2. Tanimori, S., et al., Bioorganic & Medicinal Chemistry Letters, 2002, 12, 1135-1137

• Full Citation: Tanimori, S., Ohta, T., & Kirihata, M. (2002). A new and efficient synthesis of nicotinamide riboside. Bioorganic & Medicinal Chemistry Letters, 12(8), 1135–1137.
• Brief Description: This scientific paper describes a laboratory-scale synthesis of nicotinamide riboside. Similar to the Sauve application, this method also utilizes TMSOTf as a catalyst, leading to the formation of the triflate salt of NR. The '506 patent itself notes that this method is not stereoselective and produces undesirable anomers.
• Potential Anticipation under 35 U.S.C. § 102:
  • Composition Claims (e.g., 1, 6): For the same reasons as with WO 2007/061798, this reference does not anticipate the composition claims. The Tanimori paper describes the triflate salt, while the '506 patent claims compounds with different, specified anions.
  • Method Claims (e.g., 13, 18): This reference does not anticipate the method claims as it does not disclose the claimed anion exchange process to replace the triflate ion with a more suitable one.

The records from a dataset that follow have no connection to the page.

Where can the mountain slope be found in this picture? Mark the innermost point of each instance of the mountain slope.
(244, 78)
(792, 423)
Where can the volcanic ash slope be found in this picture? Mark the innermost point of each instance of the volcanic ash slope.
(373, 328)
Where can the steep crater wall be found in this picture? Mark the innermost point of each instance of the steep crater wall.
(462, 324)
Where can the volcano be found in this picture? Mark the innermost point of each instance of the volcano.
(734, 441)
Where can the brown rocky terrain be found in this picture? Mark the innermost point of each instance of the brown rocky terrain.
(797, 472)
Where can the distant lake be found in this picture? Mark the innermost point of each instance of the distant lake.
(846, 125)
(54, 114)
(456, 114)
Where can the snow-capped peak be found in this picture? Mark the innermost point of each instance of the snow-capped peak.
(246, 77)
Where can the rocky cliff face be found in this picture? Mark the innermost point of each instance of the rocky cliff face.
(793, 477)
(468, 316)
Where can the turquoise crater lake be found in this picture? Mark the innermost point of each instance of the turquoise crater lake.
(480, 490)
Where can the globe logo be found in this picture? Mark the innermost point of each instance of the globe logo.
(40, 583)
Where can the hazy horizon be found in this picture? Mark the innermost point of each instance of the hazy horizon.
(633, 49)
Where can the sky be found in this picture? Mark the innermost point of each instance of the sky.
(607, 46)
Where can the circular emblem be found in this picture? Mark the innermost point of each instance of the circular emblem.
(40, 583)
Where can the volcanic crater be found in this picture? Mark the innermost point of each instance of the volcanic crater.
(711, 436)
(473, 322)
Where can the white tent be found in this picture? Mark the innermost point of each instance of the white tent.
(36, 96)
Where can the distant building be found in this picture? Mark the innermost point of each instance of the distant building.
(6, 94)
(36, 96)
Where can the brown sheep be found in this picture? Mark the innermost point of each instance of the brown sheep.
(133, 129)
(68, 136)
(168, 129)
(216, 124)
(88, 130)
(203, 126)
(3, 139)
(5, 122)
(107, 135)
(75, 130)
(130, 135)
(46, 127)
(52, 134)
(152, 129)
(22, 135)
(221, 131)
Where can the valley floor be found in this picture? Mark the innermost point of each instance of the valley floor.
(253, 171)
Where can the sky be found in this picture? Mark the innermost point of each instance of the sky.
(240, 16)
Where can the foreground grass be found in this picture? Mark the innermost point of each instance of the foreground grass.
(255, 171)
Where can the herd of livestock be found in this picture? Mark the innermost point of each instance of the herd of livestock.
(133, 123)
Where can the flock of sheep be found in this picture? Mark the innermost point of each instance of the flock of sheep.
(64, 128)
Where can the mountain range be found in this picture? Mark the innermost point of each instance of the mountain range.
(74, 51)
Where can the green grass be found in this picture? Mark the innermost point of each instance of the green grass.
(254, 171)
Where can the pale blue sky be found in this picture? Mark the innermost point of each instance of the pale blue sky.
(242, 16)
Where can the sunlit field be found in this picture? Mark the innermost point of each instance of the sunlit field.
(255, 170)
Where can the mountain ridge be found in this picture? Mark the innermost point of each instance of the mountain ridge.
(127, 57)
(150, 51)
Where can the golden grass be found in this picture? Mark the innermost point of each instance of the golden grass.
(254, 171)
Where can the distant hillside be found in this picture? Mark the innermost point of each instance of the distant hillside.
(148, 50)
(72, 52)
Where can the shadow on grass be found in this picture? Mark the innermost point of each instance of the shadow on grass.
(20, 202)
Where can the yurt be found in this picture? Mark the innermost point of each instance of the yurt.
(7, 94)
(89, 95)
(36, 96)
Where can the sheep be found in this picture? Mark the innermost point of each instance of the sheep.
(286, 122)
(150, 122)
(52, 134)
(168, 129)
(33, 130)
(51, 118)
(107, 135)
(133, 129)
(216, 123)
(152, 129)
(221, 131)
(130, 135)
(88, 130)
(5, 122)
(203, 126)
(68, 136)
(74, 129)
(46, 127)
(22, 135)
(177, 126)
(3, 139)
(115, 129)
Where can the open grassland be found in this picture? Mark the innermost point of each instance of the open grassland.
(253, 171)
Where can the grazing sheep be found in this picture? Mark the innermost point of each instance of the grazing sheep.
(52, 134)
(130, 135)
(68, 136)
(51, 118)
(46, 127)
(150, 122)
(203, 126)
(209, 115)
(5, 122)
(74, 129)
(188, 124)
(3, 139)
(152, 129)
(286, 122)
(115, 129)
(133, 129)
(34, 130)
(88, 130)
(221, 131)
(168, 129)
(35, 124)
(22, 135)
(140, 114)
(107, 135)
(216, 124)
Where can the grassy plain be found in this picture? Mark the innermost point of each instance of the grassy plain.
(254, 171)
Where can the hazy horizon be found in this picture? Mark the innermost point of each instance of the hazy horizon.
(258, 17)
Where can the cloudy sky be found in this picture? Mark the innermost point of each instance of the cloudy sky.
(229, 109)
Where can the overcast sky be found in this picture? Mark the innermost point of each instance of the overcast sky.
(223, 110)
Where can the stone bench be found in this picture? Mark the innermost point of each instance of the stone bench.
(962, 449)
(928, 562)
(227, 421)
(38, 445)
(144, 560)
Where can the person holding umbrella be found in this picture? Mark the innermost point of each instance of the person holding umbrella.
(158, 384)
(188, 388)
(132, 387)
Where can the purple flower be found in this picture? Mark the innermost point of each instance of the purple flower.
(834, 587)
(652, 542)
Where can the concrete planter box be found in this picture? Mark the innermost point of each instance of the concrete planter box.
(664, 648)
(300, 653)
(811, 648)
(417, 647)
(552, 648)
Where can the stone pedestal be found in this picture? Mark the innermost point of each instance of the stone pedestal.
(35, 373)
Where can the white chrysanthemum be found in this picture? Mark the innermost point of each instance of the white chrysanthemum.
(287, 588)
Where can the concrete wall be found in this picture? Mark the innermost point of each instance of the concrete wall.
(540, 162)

3. Franchetti, P., et al., Bioorganic & Medicinal Chemistry Letters, 2004, 14, 4655-4658

• Full Citation: Franchetti, P., Pasqualini, M., Petrelli, R., Ricciutelli, M., Vita, P., & Cappellacci, L. (2004). Synthesis and biological evaluation of nicotinamide β-riboside analogues as inhibitors of nicotinamide phosphoribosyltransferase. Bioorganic & Medicinal Chemistry Letters, 14(18), 4655–4658.
• Brief Description: This paper also describes a synthesis route for nicotinamide riboside analogues. The synthetic strategy presented again results in the triflate salt of the final compound, leveraging the catalytic properties of TMSOTf.
• Potential Anticipation under 35 U.S.C. § 102:
  • Composition Claims: This reference does not anticipate the claimed compositions of the '506 patent. The focus is on the triflate salt, which is explicitly carved out from the scope of the key independent claims of the '506 patent.
  • Method Claims: The Franchetti paper does not anticipate the claimed methods. It details the initial synthesis but does not teach the specific anion exchange reaction that is a critical step in claims 13 and 18 of the '506 patent.

Conclusion

The prior art cited against U.S. Patent 12,252,506, particularly WO 2007/061798, Tanimori et al., and Franchetti et al., consistently describes methods of producing nicotinamide riboside that result in a triflate salt. The '506 patent successfully carves out a novel and non-obvious invention by focusing on compositions with specific, non-triflate anions and by claiming a method to achieve this through a specific anion exchange process. The prior art does not teach or suggest the claimed compositions or the specific method for their preparation. Therefore, based on the cited references, the claims of U.S. Patent 12,252,506 appear to be valid over this prior art.